Only 2 percent of husbands charged with killing their wives are acquitted, according to a Justice Department study that suggests the verdict in the O.J. Simpson case was unusual.

And the race of the accused or the victim does not appear to affect the verdicts or sentences, according to the just-completed study of spouse murder cases in the nation's 75 largest counties.Some experts said the results undermine the perception by some critics of Simpson's acquittal that black juries won't convict black defendants so the jury system should be altered.

"These large counties, which include Philadelphia, Chicago and New York, have large black populations with many black juries," said Patrick Langan, senior Justice statistician and co-author of the study. "Those black jurors are not tolerant of husbands murdering wives."

Asked about Simpson's acquittal on charges of murdering his ex-wife, Nicole Brown Simpson, and her friend, Ronald Goldman, Attorney General Janet Reno replied Thursday:

"When a jury returns a verdict, there are going to be some that are disappointed and others who are happy. And one jury verdict should not reflect on a whole system."

Eleanor Smeal of the Feminist Majority Foundation said the data indicate that race and gender are not undermining justice in spousal murder cases. "The difference in the Simpson case was the power of money," she said. "What normal person would have had the money for the best experts and enough lawyers to mount tens of thousands of objections?"

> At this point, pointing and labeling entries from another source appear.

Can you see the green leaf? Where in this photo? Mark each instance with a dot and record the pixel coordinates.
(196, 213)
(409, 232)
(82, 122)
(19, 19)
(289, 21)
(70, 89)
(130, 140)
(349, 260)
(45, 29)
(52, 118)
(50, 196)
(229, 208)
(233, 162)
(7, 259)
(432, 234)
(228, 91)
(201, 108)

Another major finding of the study by the department's Bureau of Justice Statistics was that wives charged with killing their husbands were convicted less often than husbands facing spouse murder charges - largely because women successfully argued they were defending themselves from husbands who had abused them.

The Justice study sampled spouse murder cases concluded in 1988 and projected that 318 husbands and 222 wives had their cases wrapped up that year in the 75 counties, where more than half of all murders occur each year.

"This is the best and most comprehensive study ever done of spouse murder," said Marvin Wolfgang, University of Pennsylvania professor of criminology and law. Wolfgang, who got remarkably similar results in a smaller study of Philadelphia spouse murders during 1948-52, agreed with Langan that the 1988 data are still valid today.

Of the male defendants, 46 percent pleaded guilty, 41 percent were convicted at trial, 11 percent were not prosecuted and 2 percent were acquitted at trial. Of the guilty, 81 percent were sent to prison, for an average of 16.5 years.

Of the female defendants, 39 percent pleaded guilty, 31 percent were convicted at trial, 16 percent were not prosecuted and 14 percent were acquitted at trial. Of the guilty, 57 percent were sent to prison, for an average of 6 years.

Langan, the Justice statistician, said self-defense by women clearly accounted for their 70 percent conviction rate, compared to 87 percent for men. Of the female defendants, 44 percent had been threatened with a weapon or physically assaulted by their mate at or near the time of the killing, compared with only 10 percent of the male defendants.

"In cases where there was no provocation, husbands and wives had an identical conviction rate," Langan said.